I often say something to people when I notice that haven’t been coming to Mass, and I say it with all sincerity:   We are more complete with you.   As members of the body of Christ, we cannot do things alone.  Each of us performs a unique function that no one else can fulfill in the same way, with the same thoughts, with the abilities that God has given you and only you.   You make us better.  Instead of realizing the vast damage we have done to the whole of humanity by removing the uniqueness of millions of lives before they could be born into the world, we celebrate our own selfish interests and laud a world in which the Pharaoh's command to destroy the children of an entire race is perpetuated and held up as the golden cow.

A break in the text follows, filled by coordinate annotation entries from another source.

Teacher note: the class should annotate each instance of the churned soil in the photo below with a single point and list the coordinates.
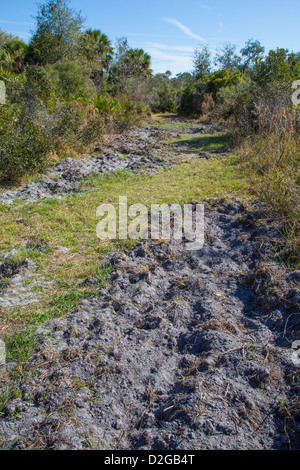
(181, 350)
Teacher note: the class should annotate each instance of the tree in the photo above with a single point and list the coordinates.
(12, 53)
(227, 58)
(96, 51)
(251, 52)
(279, 66)
(130, 69)
(57, 34)
(202, 62)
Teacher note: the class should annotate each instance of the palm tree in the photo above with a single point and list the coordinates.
(97, 50)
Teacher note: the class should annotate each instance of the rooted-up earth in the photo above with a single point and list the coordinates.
(178, 349)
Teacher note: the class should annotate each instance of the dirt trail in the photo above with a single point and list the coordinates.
(181, 350)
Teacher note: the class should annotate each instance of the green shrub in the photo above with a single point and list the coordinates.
(23, 147)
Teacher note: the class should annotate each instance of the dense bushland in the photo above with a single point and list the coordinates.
(65, 90)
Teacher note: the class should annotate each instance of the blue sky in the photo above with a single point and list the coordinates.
(171, 29)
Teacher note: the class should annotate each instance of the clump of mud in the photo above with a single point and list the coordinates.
(182, 350)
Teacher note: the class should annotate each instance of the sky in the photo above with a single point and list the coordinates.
(170, 30)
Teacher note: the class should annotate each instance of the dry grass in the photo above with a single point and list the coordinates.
(272, 159)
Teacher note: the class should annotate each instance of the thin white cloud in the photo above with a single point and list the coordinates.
(205, 7)
(167, 47)
(16, 22)
(220, 26)
(184, 28)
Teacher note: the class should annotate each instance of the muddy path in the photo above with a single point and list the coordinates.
(138, 150)
(185, 350)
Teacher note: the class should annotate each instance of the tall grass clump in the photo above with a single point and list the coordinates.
(272, 157)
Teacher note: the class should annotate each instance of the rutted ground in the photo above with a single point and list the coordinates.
(181, 349)
(138, 150)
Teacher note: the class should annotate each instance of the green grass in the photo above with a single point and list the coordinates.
(72, 222)
(204, 142)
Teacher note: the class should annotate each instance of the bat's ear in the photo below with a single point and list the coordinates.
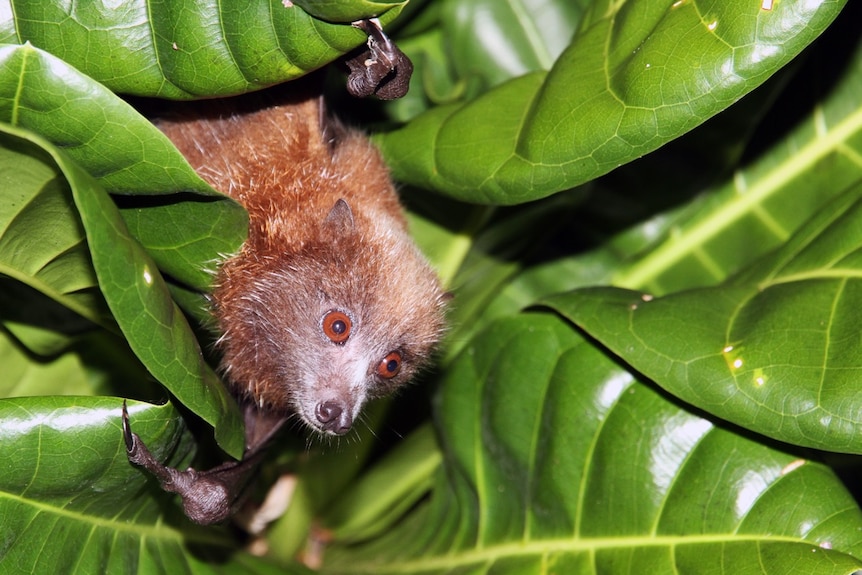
(340, 219)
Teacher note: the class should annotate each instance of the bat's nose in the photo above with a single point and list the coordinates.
(333, 417)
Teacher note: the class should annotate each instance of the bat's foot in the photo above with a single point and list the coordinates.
(208, 496)
(383, 69)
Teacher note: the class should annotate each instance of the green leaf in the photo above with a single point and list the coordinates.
(557, 460)
(490, 42)
(188, 49)
(49, 291)
(71, 502)
(341, 11)
(140, 302)
(635, 76)
(24, 376)
(129, 156)
(761, 205)
(774, 349)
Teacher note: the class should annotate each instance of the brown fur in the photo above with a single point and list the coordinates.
(303, 259)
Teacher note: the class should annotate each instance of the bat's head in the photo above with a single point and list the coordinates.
(321, 331)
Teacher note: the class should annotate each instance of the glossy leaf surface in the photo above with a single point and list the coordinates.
(139, 300)
(187, 49)
(557, 459)
(774, 349)
(636, 75)
(71, 502)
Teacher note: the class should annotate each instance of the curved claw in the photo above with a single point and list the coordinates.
(383, 69)
(127, 429)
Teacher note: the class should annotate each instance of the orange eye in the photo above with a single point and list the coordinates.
(336, 326)
(390, 365)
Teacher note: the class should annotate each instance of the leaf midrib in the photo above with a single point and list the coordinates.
(488, 555)
(794, 165)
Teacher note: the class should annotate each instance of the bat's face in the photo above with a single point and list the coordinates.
(324, 331)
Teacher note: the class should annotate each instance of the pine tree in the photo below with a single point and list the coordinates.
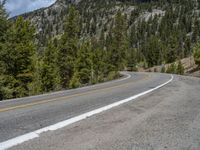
(119, 44)
(84, 64)
(49, 77)
(196, 54)
(180, 68)
(17, 59)
(68, 47)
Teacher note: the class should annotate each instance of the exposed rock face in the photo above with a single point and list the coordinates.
(96, 15)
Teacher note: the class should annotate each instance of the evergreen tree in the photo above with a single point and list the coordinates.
(180, 68)
(196, 54)
(68, 47)
(17, 59)
(49, 77)
(119, 44)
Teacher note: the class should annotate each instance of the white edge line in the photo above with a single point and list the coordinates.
(35, 134)
(128, 76)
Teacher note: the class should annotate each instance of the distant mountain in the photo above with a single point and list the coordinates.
(97, 17)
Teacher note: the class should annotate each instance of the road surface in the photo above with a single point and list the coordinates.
(158, 113)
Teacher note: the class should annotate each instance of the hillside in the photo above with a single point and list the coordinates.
(97, 17)
(81, 42)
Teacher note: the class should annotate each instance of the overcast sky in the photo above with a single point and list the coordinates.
(16, 7)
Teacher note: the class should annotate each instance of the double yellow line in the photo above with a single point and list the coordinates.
(67, 97)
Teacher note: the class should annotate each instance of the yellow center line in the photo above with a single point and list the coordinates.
(68, 97)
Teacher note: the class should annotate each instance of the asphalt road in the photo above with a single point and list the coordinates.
(168, 118)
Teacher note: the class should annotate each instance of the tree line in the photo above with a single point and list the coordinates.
(66, 62)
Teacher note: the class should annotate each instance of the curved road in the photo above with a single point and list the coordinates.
(119, 111)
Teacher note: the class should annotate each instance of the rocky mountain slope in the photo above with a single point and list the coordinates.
(172, 22)
(96, 15)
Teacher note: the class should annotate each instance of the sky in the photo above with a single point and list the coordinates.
(16, 7)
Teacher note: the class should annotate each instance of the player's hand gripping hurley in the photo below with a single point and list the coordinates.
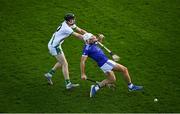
(114, 56)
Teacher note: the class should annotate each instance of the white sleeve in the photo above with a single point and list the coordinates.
(68, 31)
(73, 26)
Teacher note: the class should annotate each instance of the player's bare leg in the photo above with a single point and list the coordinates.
(63, 62)
(124, 70)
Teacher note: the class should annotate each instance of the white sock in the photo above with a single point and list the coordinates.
(130, 85)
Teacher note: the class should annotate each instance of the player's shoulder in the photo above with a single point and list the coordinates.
(86, 46)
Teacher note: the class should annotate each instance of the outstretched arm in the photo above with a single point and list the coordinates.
(82, 66)
(77, 35)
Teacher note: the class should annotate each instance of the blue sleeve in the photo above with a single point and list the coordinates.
(85, 51)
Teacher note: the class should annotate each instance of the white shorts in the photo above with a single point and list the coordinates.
(55, 50)
(108, 66)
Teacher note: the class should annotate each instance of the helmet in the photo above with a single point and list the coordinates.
(87, 36)
(69, 16)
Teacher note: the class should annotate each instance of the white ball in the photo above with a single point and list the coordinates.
(155, 100)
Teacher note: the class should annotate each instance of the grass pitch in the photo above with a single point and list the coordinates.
(144, 33)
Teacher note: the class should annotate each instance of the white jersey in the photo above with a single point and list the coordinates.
(63, 31)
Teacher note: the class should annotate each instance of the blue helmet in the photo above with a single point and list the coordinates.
(69, 16)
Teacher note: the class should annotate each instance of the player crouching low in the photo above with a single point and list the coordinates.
(92, 50)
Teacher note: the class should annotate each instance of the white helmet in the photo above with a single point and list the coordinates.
(87, 36)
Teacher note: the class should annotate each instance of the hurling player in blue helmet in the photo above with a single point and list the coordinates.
(92, 50)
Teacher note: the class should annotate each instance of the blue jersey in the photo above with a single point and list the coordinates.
(96, 53)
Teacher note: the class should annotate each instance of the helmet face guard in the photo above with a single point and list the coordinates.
(69, 16)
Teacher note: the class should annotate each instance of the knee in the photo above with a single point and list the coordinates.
(113, 80)
(63, 63)
(125, 69)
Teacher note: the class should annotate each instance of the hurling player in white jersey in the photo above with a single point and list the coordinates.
(63, 31)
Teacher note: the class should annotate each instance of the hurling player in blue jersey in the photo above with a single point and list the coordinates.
(92, 50)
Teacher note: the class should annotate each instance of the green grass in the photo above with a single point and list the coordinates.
(145, 33)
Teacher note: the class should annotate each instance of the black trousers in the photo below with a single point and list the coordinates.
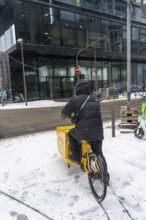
(75, 146)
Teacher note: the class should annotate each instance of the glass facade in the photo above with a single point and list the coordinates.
(53, 32)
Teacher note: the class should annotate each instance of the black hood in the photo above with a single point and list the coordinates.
(82, 87)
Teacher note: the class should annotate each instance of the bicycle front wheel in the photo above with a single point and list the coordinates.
(97, 178)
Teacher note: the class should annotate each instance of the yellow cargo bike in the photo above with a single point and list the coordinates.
(90, 163)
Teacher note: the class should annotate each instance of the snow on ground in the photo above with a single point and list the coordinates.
(41, 186)
(51, 103)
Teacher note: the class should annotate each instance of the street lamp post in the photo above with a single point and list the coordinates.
(20, 41)
(128, 54)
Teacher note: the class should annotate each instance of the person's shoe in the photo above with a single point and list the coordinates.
(73, 159)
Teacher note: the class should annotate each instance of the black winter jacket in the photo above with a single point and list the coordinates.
(89, 125)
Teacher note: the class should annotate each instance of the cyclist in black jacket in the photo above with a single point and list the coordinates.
(88, 121)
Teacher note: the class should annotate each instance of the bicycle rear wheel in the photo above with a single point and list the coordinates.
(97, 177)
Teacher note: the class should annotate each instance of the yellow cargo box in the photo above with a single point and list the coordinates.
(63, 143)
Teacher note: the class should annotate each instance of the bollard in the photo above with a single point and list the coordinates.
(113, 121)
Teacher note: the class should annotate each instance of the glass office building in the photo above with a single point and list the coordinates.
(53, 33)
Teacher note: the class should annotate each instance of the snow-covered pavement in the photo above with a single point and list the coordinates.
(36, 184)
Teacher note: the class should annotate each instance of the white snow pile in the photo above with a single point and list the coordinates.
(36, 184)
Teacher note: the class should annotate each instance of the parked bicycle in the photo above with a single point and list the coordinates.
(90, 163)
(140, 131)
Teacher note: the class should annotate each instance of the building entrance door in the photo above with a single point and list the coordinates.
(60, 87)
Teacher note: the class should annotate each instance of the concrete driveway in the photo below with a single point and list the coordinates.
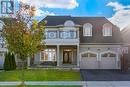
(105, 75)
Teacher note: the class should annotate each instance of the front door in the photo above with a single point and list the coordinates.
(67, 56)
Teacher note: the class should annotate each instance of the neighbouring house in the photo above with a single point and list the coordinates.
(126, 38)
(80, 42)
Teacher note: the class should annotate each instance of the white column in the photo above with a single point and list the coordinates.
(28, 61)
(78, 57)
(58, 58)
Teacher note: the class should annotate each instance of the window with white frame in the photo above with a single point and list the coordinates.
(87, 29)
(107, 29)
(48, 55)
(68, 34)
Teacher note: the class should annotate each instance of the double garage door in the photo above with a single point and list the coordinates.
(1, 60)
(91, 60)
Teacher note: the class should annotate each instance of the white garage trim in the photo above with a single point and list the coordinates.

I often imagine Jesus speaking to each of us as he says in today’s Gospel: “Woe to you!  If you had seen the miracle going on around you, you would long ago have repented.”  The miracle of life.   The miracle of the Eucharist.  The Miracle of freedom from sin.  The miracle of God becoming a man.  How many miracles have we missed because the one whose faith would have prayed for them had been aborted?   Hillary Clinton famously asked Mother Teresa why she thought we had not had a woman President yet in the united states.  Mother replied, “Maybe you aborted her.”   Maybe we have indeed.  

It is the time we as a nation, and more especially as a Church, “turn to the Lord in our need, and we will live.”  We cannot remain silent about the blatant sin that goes on in our society.   The sacrifice on the altar of progress, the declaration that the only way a woman can be free is if she sacrifices her children for her own career, success, and personal feelings.  The demonic notion that a father is only a seed donor and can walk away free leaving the mother to care for, or discard the children into the river of Pharaohs hate.  We must stand up for the family.   Without that basic unit of society, this nation which many of us still love will crumble and die.  Some would declare that a good thing.  How many innocent lives will be lost in the process?